Some of the same issues play out again in the new Northwestern report, which stems from a November state investigation of October incidents involving three mental health patients in the hospital’s emergency department.
The state — which investigates complaints and regulatory compliance on behalf of the federal Centers for Medicare and Medicaid Services — focused mostly on a person identified as “patient No. 1.” That patient came to Northwestern suffering from conditions including anxiety, depression and suicidal thoughts.
The patient was admitted voluntarily.
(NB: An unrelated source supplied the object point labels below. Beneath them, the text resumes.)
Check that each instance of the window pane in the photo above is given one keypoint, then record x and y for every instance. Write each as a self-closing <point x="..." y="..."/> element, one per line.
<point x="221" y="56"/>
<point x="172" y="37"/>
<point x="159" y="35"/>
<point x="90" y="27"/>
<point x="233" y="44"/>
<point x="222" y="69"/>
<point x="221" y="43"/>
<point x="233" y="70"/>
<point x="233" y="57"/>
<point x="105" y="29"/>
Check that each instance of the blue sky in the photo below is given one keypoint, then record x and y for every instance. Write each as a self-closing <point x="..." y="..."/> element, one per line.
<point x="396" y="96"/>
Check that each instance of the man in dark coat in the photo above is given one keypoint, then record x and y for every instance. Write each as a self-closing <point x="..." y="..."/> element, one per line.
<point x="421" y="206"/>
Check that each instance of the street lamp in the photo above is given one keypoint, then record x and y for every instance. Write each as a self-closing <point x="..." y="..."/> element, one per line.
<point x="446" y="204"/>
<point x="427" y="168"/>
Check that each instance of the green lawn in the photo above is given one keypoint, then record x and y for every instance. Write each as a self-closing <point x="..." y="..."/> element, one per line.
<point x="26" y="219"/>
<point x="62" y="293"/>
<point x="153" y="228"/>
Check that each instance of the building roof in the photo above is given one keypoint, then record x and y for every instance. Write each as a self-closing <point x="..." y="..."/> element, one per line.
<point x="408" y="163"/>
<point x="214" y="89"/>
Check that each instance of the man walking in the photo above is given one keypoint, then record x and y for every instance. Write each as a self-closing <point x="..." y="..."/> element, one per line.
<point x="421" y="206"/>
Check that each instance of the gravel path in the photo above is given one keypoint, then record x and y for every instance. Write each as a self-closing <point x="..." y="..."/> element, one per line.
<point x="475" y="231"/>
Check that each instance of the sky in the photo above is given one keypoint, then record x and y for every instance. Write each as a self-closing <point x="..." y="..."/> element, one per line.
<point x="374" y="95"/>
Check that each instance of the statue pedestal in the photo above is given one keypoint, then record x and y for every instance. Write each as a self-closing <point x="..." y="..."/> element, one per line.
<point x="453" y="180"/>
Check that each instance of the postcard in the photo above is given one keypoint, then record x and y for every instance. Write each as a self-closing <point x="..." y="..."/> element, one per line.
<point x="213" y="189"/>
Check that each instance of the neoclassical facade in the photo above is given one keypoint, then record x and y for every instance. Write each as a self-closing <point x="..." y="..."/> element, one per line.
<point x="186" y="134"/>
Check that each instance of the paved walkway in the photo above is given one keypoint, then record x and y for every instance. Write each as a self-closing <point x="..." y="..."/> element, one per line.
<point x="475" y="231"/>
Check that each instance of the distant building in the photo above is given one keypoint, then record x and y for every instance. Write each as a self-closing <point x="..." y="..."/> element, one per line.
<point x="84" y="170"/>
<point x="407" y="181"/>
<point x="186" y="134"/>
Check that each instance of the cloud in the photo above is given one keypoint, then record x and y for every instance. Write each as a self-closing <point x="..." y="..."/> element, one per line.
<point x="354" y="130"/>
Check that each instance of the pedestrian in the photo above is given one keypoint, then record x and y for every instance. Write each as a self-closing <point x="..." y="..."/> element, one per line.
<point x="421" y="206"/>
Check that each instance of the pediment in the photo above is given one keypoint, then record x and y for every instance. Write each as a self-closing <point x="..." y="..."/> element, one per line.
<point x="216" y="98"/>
But later that day — as a doctor broke the news that no psychiatric beds were available — the patient began trying to injure himself or herself and threatening to fight staff and police officers who were called to the hospital.
Police used at least one stun gun, though the report indicates that there may have been multiple weapons used. “The patient was taken to the ground via police and placed into handcuffs,” the state report says. “The police then helped the patient get into the bed.”
State investigators later interviewed an emergency department doctor who said stun gun use was “very effective and caused no harm to the patient and/or anyone else.” The doctor also told the state that, “when it comes to restraining, we don’t know how to do that, (and) the police are trained in this.”
The state found other violations involving patient No. 1, including restraints left on too long and the failure of a medical provider to assess the patient after use of restraints. Officials said there also was a lack of hospital follow-up on the stun-gun incident.
“The (hospital’s) Patient Care Committee had ‘determined the use of law enforcement and response to the event was appropriate,’” the inspection report says. “There was a failure to identify that the use of police and utilization of a (stun gun) was not in compliance with regulatory requirements.”
Law enforcement also figured into hospital deficiencies regarding another patient. That person, identified as “patient No. 3,” was “paranoid, scared and was trying to leave” after arriving at the the emergency department in late October.
The patient was pushing and shoving a family member and security guards. Police were called, and the patient was given medication while being “held physically” by three police officers and two security guards.
Later, police were at bedside “talking with (the) patient and keeping patient in bed with redirection and verbal commands,” the state report says.
A hospital administrator later acknowledged that “police should not have been utilized to manage the care of and/or assist in the administration of involuntary medication for patient No. 1 and patient No. 3.”
The state inspection found additional violations regarding a third patient, dubbed “patient No. 5,” who was “exhibiting violent and aggressive behavior” in the emergency department. Hospital staff left restraints on that patient even while he or she was sleeping, officials say.
In response to the inspection’s findings, hospital administrators took a variety of actions including implementing new or revised policies on safe environments for psychiatric patients, staff training for dealing with mental health issues, use of force, and use of law enforcement.
A new policy says the hospital “does not utilize law enforcement to intervene in the care or treatment of patients, which includes and is not limited to assisting in the restraint of patients. If law enforcement is not maintaining custody of a patient at (the hospital), they cannot engage with the patient.”
Northwestern also created a “Code Green Security Response Team” for behavioral problems. “This team will receive ongoing education and hands-on training throughout the year to ensure that they are well equipped to intervene in patient care and restraint if necessary,” documents say.
Additionally, Bowen said the hospital is enhancing its partnership with Northwestern Counseling & Support Services. She said Northwestern is also “accelerating renovations within the emergency department to provide a safer room for care of patients with specific needs.”